One of the most striking examples involved the St. Joseph Center in Venice, a drop-in facility that reportedly had 185 registered voters connected to its address despite not offering overnight accommodations. The center also received $600,000 in taxpayer funding from the city’s homeless and housing committee while Raman served as chair.
Following inquiries into the relationship between Raman and the organization, a photograph reportedly showing the councilmember presenting a check to the center was removed from its website.
The revelations have prompted U.S. Attorney Bill Essayli to announce he is reviewing the allegations.
“We will follow the evidence,” Essayli said, according to the report, signaling that federal authorities will examine whether any election or fraud laws were violated.

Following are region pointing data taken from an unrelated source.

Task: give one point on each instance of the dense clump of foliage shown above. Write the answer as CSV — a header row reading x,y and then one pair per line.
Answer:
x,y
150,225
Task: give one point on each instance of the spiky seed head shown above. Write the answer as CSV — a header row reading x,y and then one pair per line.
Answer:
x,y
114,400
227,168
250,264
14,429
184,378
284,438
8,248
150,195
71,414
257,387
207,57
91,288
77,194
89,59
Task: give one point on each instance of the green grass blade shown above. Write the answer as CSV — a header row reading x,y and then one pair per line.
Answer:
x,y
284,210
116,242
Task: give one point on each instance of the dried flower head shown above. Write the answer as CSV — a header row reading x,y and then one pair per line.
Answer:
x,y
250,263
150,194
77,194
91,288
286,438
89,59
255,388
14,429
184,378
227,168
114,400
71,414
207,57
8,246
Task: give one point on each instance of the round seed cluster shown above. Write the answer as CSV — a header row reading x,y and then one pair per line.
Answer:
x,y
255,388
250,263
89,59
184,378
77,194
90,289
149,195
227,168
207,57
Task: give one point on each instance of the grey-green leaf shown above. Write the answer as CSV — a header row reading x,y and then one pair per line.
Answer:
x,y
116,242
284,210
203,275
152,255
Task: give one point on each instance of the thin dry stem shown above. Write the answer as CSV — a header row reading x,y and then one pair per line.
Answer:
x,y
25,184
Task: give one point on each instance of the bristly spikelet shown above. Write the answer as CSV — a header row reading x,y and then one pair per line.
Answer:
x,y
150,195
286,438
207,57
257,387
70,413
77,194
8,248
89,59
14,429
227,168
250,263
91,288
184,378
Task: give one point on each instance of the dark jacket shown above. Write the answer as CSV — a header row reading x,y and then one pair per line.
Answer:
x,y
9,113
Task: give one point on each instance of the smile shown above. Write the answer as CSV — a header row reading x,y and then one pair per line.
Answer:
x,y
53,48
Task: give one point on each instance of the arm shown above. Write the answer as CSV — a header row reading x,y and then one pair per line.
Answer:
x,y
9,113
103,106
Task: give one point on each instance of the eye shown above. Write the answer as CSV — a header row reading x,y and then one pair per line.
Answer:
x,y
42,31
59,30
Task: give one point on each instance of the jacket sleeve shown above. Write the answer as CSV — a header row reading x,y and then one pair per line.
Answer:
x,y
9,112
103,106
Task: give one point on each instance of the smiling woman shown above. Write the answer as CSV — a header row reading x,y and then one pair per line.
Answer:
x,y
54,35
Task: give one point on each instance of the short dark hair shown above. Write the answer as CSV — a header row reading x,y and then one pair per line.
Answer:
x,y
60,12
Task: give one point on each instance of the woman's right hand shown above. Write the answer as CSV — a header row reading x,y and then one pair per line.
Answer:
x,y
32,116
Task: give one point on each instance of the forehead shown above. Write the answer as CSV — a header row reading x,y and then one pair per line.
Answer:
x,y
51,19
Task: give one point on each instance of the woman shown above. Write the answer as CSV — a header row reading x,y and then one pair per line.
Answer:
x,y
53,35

The largest concentration of registrations appeared tied to the Midnight Mission in Skid Row, where records allegedly showed 1,160 registered voters connected to the address. The shelter’s website, however, lists accommodations for only 84 men and 36 women.
Several homeless individuals interviewed described years of voter registration activity in Skid Row and Venice.
Martin Rowe, a homeless man living in Venice, said he was approached during an outreach effort outside a Ralphs grocery store and encouraged to register.
“They asked you all the questions,” Rowe said. “They gave you a paper.”
Another man living on Skid Row, identified only as Norman, claimed voter registration campaigns have long targeted homeless populations in the area.
“It was a big push to get a certain area of town registered to voting,” Norman said. “They are just doing it because we’re here. You see people sitting around. It’s just a few lines to sign and you’re a registered voter.”
Norman also alleged cigarettes had been offered during some registration efforts and claimed he had once been paid to help sign up voters. The allegations could not be independently verified, and no evidence was presented directly tying the activity to any specific political campaign or organization.
Still, the allegations echo a previously reported case involving a Marina Del Rey woman who agreed to plead guilty after prosecutors accused her of paying homeless individuals on Skid Row as part of a long-running illegal petition and voter registration operation.
Outside the Midnight Mission this week, another homeless resident told reporters he did not remember registering to vote and could not identify candidates in the current mayoral race.
The Post also reported that staff at the shelter declined to answer questions regarding how ballots are handled when mailed to the facility.
Public records further showed several supportive housing developments and affordable housing projects adding large numbers of new registered voters in the final weeks before the registration deadline, with some locations reportedly seeing increases approaching 200 voters.
The growing controversy now threatens to intensify already fierce political debates in California surrounding homelessness, election integrity, and taxpayer-funded social programs.